Software

py-puzzles

I really love puzzles, and whenever I have some time I like to think about how to generate and solve puzzles programmatically. My python package py-puzzles currently contains my collection of code for this purpose. At the time of writing, I have implementations for classical Sudoku, some Sudoku variants (diagonal, king, knight, non-consecutive) and Shikaku.

The Github repo is here.

DuaLip

I am one of the contributors to DuaLip, LinkedIn's extreme-scale Linear Program (LP) solver based on Apache Spark. It is a distributed solver that solves a perturbed LP at scale via gradient-based algorithms on the smooth dual. DuaLip can easily scale to problems in trillions of variables.

The Github repo is here, and the package website is here.

cvwrapr

cvwrapr is a small R package I wrote to help with cross-validating tuning hyperparameters in supervised learning algorithms. The code base is largely extracted from the glmnet package.

The R package cvwrapr is available here. The package website contains vignettes that explain how to use the package. A short blog post on the package can be found here.

Lasso and elastic net generalized linear models ("glmnet")

I had the privilege of working on versions 4.0 and 4.1 of glmnet, a popular R package with efficient procedures for fitting the entire lasso or elastic-net regularization path for generalized linear models (GLMs). With v4.0, we can fit ANY GLM by letting the family argument accept a class "family" object (previously we could only fit special GLM families). With v4.1, we can fit regularized Cox models for start-stop data as well as stratified Cox models. This opens up the way to fit a wide array of regularized Cox models (e.g. time-dependent covariates, left truncation, multiple events per subject).

The R package glmnet is available here; more details on the family argument can be found here, and more details on regularized Cox models can be found here.

Feature-weighted elastic net ("fwelnet")

Feature-weighted elastic net ("fwelnet") is a variant of the elastic net which has feature-specific penalties. These penalties are based on additional information that the user has on the features (e.g. grouping information, expert views on the importance of the feature). This allows the model-fitting algorithm to leverage such external information to learn better predictive models.

The R package fwelnet is available here; more details on the method can be found here.

Reluctant generalized additive models ("RGAM")

Reluctant generalized additive models ("RGAM") are an extension of sparse generalized linear models (GLMs) which allow a model's prediction to vary non-linearly with an input variable. It is guided by the principle that, if all else is equal, one should prefer a linear feature over a non-linear feature. It is a multi-stage algorithm which scales well computationally, and works for quantitative, binary, count and survival data.

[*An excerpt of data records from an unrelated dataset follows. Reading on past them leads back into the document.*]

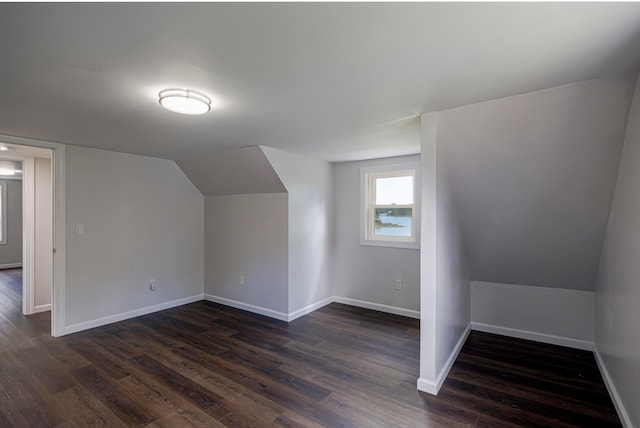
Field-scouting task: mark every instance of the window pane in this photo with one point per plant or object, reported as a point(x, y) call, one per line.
point(393, 221)
point(394, 190)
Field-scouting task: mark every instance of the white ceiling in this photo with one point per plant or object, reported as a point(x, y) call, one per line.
point(336, 81)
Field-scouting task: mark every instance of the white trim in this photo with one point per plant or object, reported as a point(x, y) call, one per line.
point(41, 308)
point(247, 307)
point(432, 387)
point(390, 242)
point(74, 328)
point(378, 307)
point(10, 265)
point(58, 296)
point(308, 309)
point(613, 392)
point(532, 335)
point(59, 226)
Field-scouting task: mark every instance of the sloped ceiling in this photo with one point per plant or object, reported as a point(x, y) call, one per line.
point(233, 172)
point(533, 177)
point(336, 81)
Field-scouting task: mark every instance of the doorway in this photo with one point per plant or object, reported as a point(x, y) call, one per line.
point(33, 165)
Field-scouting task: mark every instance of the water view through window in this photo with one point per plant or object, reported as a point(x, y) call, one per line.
point(392, 221)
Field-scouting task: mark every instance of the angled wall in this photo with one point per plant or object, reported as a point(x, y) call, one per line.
point(142, 219)
point(533, 177)
point(245, 230)
point(232, 172)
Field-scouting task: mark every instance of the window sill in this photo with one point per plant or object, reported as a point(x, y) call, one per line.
point(390, 244)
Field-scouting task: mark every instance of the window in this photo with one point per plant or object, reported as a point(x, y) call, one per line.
point(389, 207)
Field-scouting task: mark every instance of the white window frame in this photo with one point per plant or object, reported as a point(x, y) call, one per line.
point(367, 177)
point(3, 212)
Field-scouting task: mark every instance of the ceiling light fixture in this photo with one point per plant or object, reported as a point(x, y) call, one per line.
point(185, 101)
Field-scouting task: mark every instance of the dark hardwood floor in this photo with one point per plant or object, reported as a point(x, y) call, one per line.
point(208, 365)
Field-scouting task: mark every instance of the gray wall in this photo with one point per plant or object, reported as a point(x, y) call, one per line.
point(11, 252)
point(617, 293)
point(552, 315)
point(533, 177)
point(246, 235)
point(367, 273)
point(143, 219)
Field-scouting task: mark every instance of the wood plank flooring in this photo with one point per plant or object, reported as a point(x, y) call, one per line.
point(207, 365)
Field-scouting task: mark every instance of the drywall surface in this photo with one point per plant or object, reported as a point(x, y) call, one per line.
point(444, 280)
point(142, 219)
point(533, 177)
point(246, 236)
point(537, 313)
point(43, 233)
point(233, 172)
point(11, 252)
point(453, 294)
point(617, 292)
point(428, 233)
point(368, 273)
point(310, 203)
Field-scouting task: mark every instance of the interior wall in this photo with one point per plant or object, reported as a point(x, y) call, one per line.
point(365, 273)
point(43, 235)
point(11, 252)
point(309, 185)
point(515, 310)
point(617, 292)
point(453, 292)
point(143, 219)
point(247, 236)
point(533, 177)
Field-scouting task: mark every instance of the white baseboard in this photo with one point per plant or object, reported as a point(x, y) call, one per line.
point(433, 387)
point(377, 307)
point(74, 328)
point(308, 309)
point(531, 335)
point(10, 265)
point(247, 307)
point(41, 308)
point(613, 392)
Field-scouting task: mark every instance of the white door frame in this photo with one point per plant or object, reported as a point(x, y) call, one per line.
point(59, 228)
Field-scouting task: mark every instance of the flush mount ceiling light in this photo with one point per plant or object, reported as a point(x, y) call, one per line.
point(185, 101)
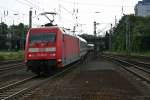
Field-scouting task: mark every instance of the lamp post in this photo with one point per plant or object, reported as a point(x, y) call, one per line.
point(95, 36)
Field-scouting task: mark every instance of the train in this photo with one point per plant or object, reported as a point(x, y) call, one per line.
point(48, 48)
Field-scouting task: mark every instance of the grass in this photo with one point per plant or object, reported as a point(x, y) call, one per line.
point(147, 54)
point(12, 55)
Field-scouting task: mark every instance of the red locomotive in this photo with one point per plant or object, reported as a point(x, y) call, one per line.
point(52, 47)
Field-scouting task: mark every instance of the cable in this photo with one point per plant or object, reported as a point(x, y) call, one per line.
point(89, 4)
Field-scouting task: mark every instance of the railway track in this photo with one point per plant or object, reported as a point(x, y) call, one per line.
point(141, 70)
point(22, 88)
point(10, 66)
point(10, 62)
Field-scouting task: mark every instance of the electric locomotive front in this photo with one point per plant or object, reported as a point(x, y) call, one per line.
point(40, 52)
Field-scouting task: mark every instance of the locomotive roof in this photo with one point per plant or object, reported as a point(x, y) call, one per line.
point(81, 39)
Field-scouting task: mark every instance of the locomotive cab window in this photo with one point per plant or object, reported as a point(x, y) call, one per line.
point(42, 37)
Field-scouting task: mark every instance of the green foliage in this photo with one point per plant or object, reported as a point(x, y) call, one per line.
point(139, 29)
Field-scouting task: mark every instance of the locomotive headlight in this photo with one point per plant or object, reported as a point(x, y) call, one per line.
point(59, 60)
point(51, 49)
point(30, 55)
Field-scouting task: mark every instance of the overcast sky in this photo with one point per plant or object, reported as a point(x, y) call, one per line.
point(107, 9)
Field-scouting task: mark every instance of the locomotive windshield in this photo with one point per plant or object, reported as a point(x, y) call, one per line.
point(42, 37)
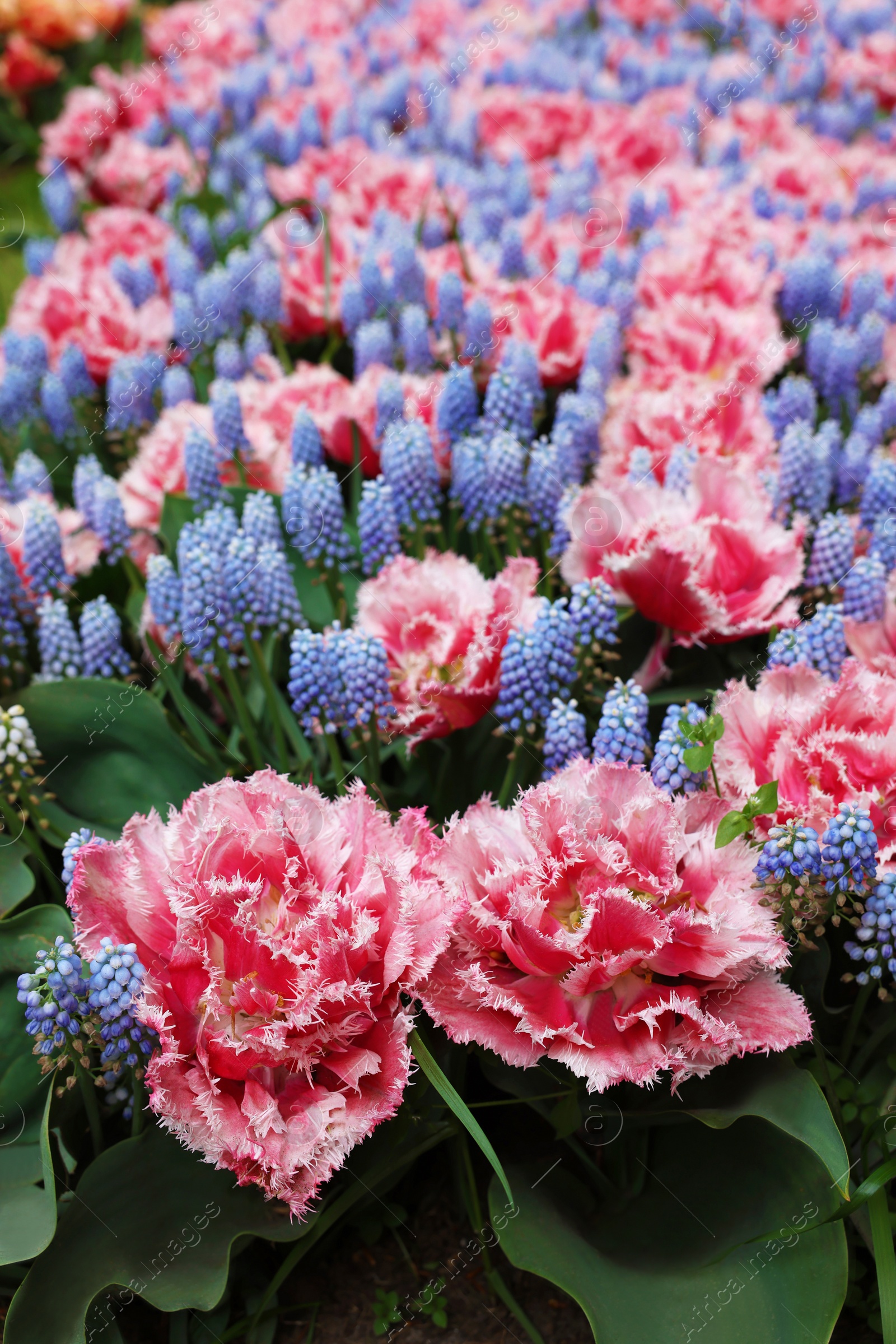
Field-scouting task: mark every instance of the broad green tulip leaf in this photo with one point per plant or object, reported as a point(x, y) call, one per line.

The R package relgam is available here; more details on the method can be found here.

Principal components lasso ("pcLasso")

Principal components lasso ("pcLasso") is a new method for supervised learning which I worked on with Rob Tibshirani and Jerry Friedman. The method shrinks predictions toward the leading principal components of the feature matrix. This method is especially useful when the features come in groups, and it works for both overlapping or non-overlapping groups.

The R package pcLasso is available here; more details on the method can be found here.

Other

Statistical Odds & Ends

I often find myself googling the same keywords over and over again, piecing together information across various sites to (re-)learn the derivation of or intuition behind statistical results. This blog is a way for me to pen down what I've learned as a form of knowledge retention, as well as to post short statistical tidbits that randomly pop into my head.

Mathematical Odds & Ends

This blog is just like Statistical Odds & Ends, except that the content is mathematical but non-statistical.

Beyond Solutions

I post math olympiad problems and brainteasers along with their solutions here. The goal is to bring students beyond reading complete proofs to understanding how the author thought of the solutions (and how they could have thought of it themselves). The blog is largely inactive but I still post there once in a while.

FIFA World Cup 2018: Data Compilation and Analysis

I love to watch sports, especially international tournaments like the Olympics and the FIFA World Cup. For FIFA World Cup 2018, I compiled some basic statistics for the matches and countries, and did some basic data analyses. The data and analysis files are available on Github.